Detlef Bock

Personal information
- Full name: Detlef Bock
- Nationality: Germany
- Born: 15 August 1974 (age 51) Staßfurt, Saxony-Anhalt, East Germany
- Height: 1.94 m (6 ft 4+1⁄2 in)
- Weight: 135 kg (298 lb)

Sport
- Sport: Athletics
- Event: Shot put
- Club: VfL Wolfsburg
- Coached by: Werner Goldmann

Achievements and titles
- Personal best: Shot put: 20.72 (2005)

= Detlef Bock =

German shot putter

Detlef Bock (born 15 August 1974 in Staßfurt, Saxony-Anhalt) is a retired German shot putter. Born and raised in the former East Germany, Bock represented his nation Germany at the 2004 Summer Olympics and also trained as a member of the athletics squad for the sport club VfL Wolfsburg (until 2006) under his coach Werner Goldmann. In 2005, Bock threw a personal best of 20.72 metres at a shot put meeting in Engers, finishing behind his rival Ralf Bartels by sixty centimetres.

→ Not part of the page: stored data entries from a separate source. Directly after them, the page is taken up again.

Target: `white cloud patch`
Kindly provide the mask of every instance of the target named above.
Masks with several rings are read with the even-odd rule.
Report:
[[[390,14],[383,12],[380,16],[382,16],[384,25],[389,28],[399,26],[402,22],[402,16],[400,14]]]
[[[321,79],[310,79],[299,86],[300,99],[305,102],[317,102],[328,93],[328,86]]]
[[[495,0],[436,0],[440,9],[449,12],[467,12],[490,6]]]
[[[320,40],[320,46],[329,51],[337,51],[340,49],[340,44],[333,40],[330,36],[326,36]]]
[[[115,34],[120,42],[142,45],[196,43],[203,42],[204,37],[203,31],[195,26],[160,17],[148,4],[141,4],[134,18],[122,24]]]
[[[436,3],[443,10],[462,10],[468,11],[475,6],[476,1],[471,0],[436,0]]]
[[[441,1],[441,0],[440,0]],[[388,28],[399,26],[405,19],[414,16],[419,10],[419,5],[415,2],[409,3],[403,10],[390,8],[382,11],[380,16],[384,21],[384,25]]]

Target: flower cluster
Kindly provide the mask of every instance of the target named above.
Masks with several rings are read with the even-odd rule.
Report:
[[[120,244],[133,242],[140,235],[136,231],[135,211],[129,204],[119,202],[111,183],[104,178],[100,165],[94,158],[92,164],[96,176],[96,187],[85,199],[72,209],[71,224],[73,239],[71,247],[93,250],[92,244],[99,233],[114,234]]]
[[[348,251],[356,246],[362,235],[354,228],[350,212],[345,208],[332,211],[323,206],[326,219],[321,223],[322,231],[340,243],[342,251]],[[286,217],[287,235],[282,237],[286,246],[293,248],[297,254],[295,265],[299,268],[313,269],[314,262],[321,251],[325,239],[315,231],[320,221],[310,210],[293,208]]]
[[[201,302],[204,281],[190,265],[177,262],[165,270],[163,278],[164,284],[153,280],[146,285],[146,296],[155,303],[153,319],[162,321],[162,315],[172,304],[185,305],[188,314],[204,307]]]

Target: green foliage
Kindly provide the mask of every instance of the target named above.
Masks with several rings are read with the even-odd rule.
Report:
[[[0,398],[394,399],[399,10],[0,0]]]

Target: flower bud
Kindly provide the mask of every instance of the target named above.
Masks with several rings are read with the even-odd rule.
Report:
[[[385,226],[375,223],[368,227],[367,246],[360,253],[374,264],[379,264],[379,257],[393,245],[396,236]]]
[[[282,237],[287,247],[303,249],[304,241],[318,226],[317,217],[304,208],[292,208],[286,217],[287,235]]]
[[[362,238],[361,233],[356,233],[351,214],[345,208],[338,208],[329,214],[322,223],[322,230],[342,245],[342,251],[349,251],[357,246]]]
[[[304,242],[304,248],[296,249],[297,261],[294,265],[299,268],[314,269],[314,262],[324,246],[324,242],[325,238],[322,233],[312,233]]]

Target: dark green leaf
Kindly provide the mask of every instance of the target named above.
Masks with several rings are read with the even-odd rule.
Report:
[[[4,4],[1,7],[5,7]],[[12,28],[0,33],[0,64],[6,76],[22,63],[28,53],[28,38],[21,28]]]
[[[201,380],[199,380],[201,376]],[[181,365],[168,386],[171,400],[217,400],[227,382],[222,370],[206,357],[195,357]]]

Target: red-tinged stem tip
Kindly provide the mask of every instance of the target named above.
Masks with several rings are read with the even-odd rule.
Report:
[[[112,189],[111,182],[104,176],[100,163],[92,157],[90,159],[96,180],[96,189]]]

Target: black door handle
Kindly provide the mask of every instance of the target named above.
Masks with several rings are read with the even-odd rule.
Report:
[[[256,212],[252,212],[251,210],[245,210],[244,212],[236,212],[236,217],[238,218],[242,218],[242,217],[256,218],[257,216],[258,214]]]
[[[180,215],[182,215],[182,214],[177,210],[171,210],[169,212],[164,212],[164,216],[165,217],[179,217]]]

Bock qualified for the German squad, along with Bartels and Peter Sack, in the men's shot put at the 2004 Summer Olympics in Athens. Earlier in the process, he achieved a 2004 season best and an A-standard entry mark of 20.44 metres from the German shot put meet in Engers. Held inside the renowned Ancient Olympia Stadium, Bock launched a best shot of 18.89 metres on his second attempt in the prelims. Placing thirty-third out of 39 athletes in the overall standings, Bock failed to advance further to the final round.